L’onnipotenza del sentimento ossia il mistero della preghiera.

  • Perciò l’oggetto caratteristico della fede è il miracolo, fede è fede nel miracolo, fede e miracolo sono assolutamente inscindibili (140).
  • Il miracolo scaturisce dal sentimento, e finisce nel sentimento. Il modo stesso in cui è narrato rivela questa sua origine. La narrazione che gli si conviene è soltanto la narrazione sentimentale - Il mistero della fede il mistero del miracolo.
  • Infatti il miracolo, esaminato attentamente, null’altro esprime se non appunto la potenza taumaturgica della fantasia, che senza contraddizione adempie tutti i desideri del cuore (148).
  • I dogmi fondamentali del cristianesimo sono desideri appagati del cuore, l’essenza del cristianesimo è l’essenza dei sentimenti che albergano nel nostro cuore.

Il mistero di Cristo o del Dio personale (154).
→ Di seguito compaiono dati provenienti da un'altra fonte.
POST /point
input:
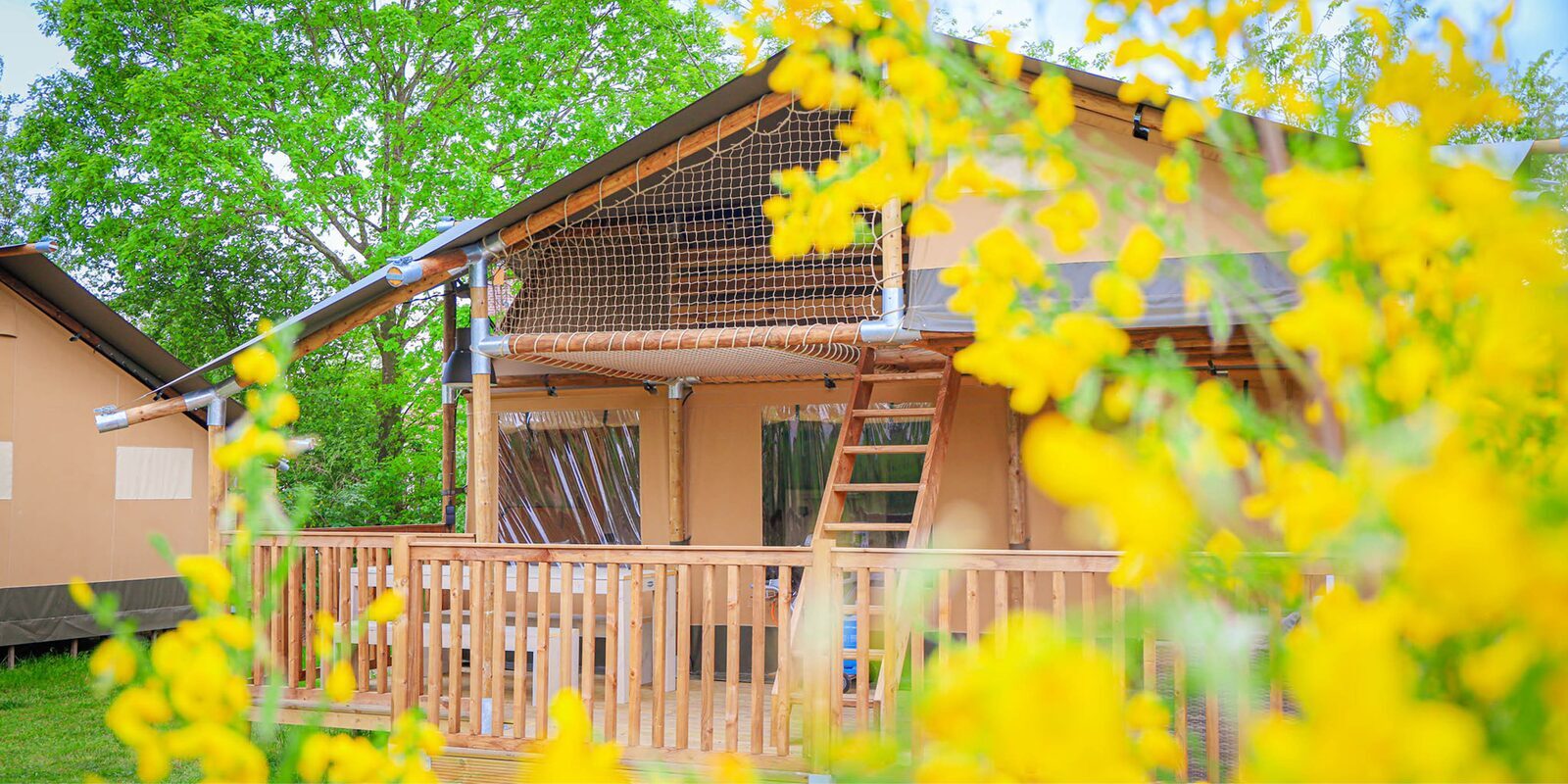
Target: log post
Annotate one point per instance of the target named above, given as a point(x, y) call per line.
point(482, 420)
point(449, 413)
point(217, 480)
point(674, 454)
point(400, 631)
point(1016, 486)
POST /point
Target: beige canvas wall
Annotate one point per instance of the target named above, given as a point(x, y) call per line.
point(725, 462)
point(1120, 172)
point(63, 519)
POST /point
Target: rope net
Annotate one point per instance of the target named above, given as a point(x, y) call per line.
point(687, 248)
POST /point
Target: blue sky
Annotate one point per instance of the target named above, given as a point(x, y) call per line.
point(1539, 25)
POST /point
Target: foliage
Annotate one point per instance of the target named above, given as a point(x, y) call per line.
point(1427, 463)
point(219, 162)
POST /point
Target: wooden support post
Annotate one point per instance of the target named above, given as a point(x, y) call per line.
point(449, 413)
point(674, 449)
point(1016, 486)
point(402, 655)
point(483, 443)
point(217, 478)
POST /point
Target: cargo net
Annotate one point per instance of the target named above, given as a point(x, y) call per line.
point(687, 250)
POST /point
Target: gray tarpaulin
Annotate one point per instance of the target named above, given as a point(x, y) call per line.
point(1162, 295)
point(43, 613)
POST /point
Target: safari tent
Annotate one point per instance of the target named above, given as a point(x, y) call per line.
point(74, 504)
point(662, 416)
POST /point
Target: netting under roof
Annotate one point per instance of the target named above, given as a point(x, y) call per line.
point(710, 363)
point(689, 248)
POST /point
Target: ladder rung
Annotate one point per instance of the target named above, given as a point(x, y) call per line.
point(886, 449)
point(894, 413)
point(849, 698)
point(914, 375)
point(870, 653)
point(877, 486)
point(874, 609)
point(857, 527)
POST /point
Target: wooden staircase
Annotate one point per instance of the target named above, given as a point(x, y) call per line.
point(831, 529)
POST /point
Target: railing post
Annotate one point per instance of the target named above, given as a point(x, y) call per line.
point(400, 631)
point(817, 656)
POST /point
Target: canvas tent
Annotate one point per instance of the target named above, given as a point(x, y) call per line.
point(74, 504)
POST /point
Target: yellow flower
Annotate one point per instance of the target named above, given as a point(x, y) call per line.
point(133, 712)
point(325, 629)
point(927, 220)
point(208, 577)
point(386, 609)
point(341, 682)
point(82, 593)
point(114, 661)
point(1141, 253)
point(1118, 294)
point(256, 366)
point(1175, 174)
point(1225, 546)
point(571, 755)
point(1004, 255)
point(1183, 122)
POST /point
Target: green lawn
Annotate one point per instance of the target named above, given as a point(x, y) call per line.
point(52, 726)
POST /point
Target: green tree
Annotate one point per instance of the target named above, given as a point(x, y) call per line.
point(212, 162)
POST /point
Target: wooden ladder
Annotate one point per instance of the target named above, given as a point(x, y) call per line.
point(830, 525)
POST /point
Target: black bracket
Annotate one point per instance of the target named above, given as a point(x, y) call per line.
point(1139, 129)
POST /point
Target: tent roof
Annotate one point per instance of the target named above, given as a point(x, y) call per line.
point(706, 110)
point(46, 286)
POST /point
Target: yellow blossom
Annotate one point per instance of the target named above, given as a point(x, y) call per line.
point(256, 366)
point(1141, 253)
point(341, 682)
point(82, 593)
point(386, 608)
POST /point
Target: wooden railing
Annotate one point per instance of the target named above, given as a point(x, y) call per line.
point(635, 631)
point(295, 579)
point(686, 651)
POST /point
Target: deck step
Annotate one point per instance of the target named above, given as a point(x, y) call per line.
point(913, 375)
point(894, 413)
point(886, 449)
point(877, 486)
point(857, 527)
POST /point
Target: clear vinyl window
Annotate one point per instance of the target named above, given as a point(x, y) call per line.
point(569, 477)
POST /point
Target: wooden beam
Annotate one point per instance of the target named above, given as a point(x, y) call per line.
point(483, 443)
point(524, 345)
point(1016, 486)
point(449, 412)
point(217, 485)
point(674, 455)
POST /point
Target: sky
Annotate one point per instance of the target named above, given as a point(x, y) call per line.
point(1537, 25)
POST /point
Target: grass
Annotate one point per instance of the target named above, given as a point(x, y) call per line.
point(52, 726)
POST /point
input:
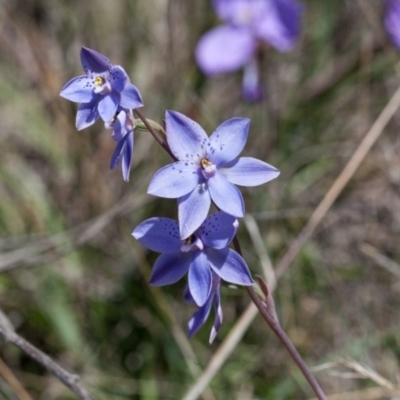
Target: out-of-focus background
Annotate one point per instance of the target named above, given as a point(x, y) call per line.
point(74, 281)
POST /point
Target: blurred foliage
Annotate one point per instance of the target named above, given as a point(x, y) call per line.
point(73, 280)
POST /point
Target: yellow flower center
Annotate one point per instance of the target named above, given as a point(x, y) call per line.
point(99, 81)
point(205, 163)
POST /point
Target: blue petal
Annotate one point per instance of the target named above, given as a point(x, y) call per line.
point(131, 97)
point(127, 156)
point(228, 140)
point(229, 266)
point(225, 195)
point(92, 61)
point(225, 49)
point(118, 78)
point(87, 114)
point(169, 268)
point(199, 278)
point(280, 26)
point(186, 138)
point(199, 318)
point(248, 171)
point(193, 209)
point(174, 180)
point(117, 155)
point(79, 89)
point(218, 230)
point(158, 234)
point(218, 316)
point(108, 106)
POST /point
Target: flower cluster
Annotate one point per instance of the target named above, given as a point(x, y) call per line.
point(105, 92)
point(206, 170)
point(247, 24)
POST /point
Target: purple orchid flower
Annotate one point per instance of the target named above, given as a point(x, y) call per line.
point(392, 21)
point(199, 318)
point(203, 252)
point(123, 124)
point(101, 90)
point(207, 169)
point(247, 24)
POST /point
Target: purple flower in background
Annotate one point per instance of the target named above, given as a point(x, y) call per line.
point(200, 255)
point(199, 318)
point(208, 168)
point(247, 24)
point(123, 124)
point(392, 21)
point(101, 90)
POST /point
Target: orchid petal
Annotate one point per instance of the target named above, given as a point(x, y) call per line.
point(131, 97)
point(280, 26)
point(158, 234)
point(392, 21)
point(169, 268)
point(228, 140)
point(248, 171)
point(87, 114)
point(218, 230)
point(79, 89)
point(174, 180)
point(186, 138)
point(118, 78)
point(92, 61)
point(229, 266)
point(218, 316)
point(199, 278)
point(107, 107)
point(226, 196)
point(127, 156)
point(199, 318)
point(193, 209)
point(225, 49)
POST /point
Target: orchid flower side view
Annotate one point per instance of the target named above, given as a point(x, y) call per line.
point(204, 174)
point(247, 25)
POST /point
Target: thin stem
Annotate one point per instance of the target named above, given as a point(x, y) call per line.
point(280, 333)
point(68, 379)
point(269, 316)
point(160, 141)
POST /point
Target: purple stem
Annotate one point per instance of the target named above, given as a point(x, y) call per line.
point(268, 315)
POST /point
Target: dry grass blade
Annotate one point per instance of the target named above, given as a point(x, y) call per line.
point(242, 325)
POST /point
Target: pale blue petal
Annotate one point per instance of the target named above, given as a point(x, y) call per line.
point(193, 209)
point(225, 195)
point(92, 61)
point(199, 318)
point(218, 316)
point(131, 97)
point(225, 49)
point(229, 266)
point(248, 171)
point(228, 140)
point(79, 89)
point(169, 268)
point(127, 156)
point(280, 26)
point(218, 230)
point(87, 114)
point(118, 78)
point(174, 180)
point(199, 278)
point(186, 138)
point(158, 234)
point(119, 126)
point(108, 105)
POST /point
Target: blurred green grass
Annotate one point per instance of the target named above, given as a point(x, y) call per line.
point(85, 299)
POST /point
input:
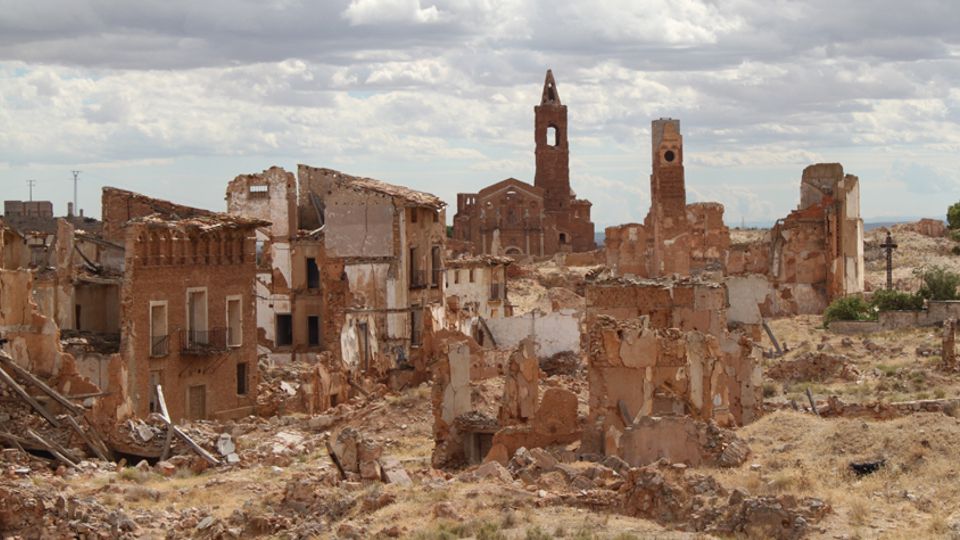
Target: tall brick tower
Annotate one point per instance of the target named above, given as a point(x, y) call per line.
point(553, 152)
point(668, 194)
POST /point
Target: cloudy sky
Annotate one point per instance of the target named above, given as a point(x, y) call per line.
point(174, 98)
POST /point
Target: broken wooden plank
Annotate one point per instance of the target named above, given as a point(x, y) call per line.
point(49, 447)
point(163, 412)
point(165, 416)
point(6, 378)
point(625, 413)
point(813, 404)
point(773, 338)
point(167, 441)
point(35, 381)
point(86, 439)
point(358, 388)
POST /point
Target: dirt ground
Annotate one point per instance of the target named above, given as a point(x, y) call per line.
point(286, 486)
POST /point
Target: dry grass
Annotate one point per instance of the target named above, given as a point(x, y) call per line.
point(805, 456)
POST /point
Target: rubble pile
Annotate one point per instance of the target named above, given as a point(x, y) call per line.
point(562, 363)
point(673, 496)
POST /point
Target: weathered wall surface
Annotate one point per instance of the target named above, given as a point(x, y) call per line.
point(119, 206)
point(684, 304)
point(637, 370)
point(551, 333)
point(33, 340)
point(153, 276)
point(451, 396)
point(514, 218)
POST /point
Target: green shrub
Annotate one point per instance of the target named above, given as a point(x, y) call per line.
point(953, 216)
point(890, 300)
point(938, 283)
point(848, 308)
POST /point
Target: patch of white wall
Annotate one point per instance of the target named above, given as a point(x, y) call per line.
point(552, 333)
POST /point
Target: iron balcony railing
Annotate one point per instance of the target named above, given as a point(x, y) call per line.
point(418, 279)
point(159, 346)
point(203, 342)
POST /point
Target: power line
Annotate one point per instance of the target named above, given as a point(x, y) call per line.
point(76, 208)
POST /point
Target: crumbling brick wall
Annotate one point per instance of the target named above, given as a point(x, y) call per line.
point(684, 304)
point(163, 260)
point(118, 206)
point(636, 369)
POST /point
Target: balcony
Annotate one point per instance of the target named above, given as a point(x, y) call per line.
point(159, 346)
point(203, 342)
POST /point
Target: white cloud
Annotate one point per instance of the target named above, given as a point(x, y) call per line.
point(390, 11)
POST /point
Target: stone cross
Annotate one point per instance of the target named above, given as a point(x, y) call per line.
point(888, 245)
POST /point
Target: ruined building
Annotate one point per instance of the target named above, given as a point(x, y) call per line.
point(811, 257)
point(675, 237)
point(162, 294)
point(661, 348)
point(476, 290)
point(512, 217)
point(350, 266)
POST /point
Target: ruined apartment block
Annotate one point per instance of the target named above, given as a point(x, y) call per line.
point(158, 294)
point(811, 257)
point(514, 218)
point(663, 347)
point(638, 372)
point(350, 265)
point(187, 306)
point(476, 290)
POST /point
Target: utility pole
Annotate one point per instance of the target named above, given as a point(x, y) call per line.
point(889, 245)
point(76, 209)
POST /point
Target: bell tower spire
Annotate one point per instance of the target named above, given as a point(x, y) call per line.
point(553, 153)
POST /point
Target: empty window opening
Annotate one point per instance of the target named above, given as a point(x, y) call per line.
point(435, 266)
point(241, 378)
point(313, 330)
point(197, 317)
point(197, 402)
point(154, 381)
point(552, 136)
point(234, 324)
point(417, 279)
point(416, 326)
point(313, 274)
point(284, 329)
point(159, 339)
point(363, 340)
point(261, 244)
  • Cristo è Dio che si è fatto conoscere di persona, Cristo è perciò la beata certezza che Dio esiste e che è così come il cuore lo vuole, come il cuore ha bisogno che sia. […] In lui si rivela il mistero del sentimento religioso: si rivela però nel caratteristico linguaggio allegorico della religione. […] A questo riguardo si ha il pieno diritto di definire la religione cristiana la religione assoluta, perfetta (159).
  • Il concetto di specie scomparve col cristianesimo, e con esso il significato della vita di specie. È - questa - una nuova conferma di ciò che abbiamo asserito osservando che il cristianesimo non ha in sé il principio della cultura.

L’AUTORE

Ludwig Feuerbach (Landshut, Baviera, 28/7/1804 - Rechenberg 13/9/1872) fu un filosofo tedesco, tra i più autorevoli rappresentanti della «sinistra» hegeliana, criticò il pensiero del maestro nei Princìpi della filosofia dell’avvenire. La filosofia cessa di essere «teologia» e diventa totalmente «antropologia», umanismo puro, naturalmente ateista. E così funziona la religione, analizzata e sviscerata - come mai prima di lui - in opere rivoluzionarie come L’essenza della religione, L’essenza del cristianesimo, La morte e l’immortalità.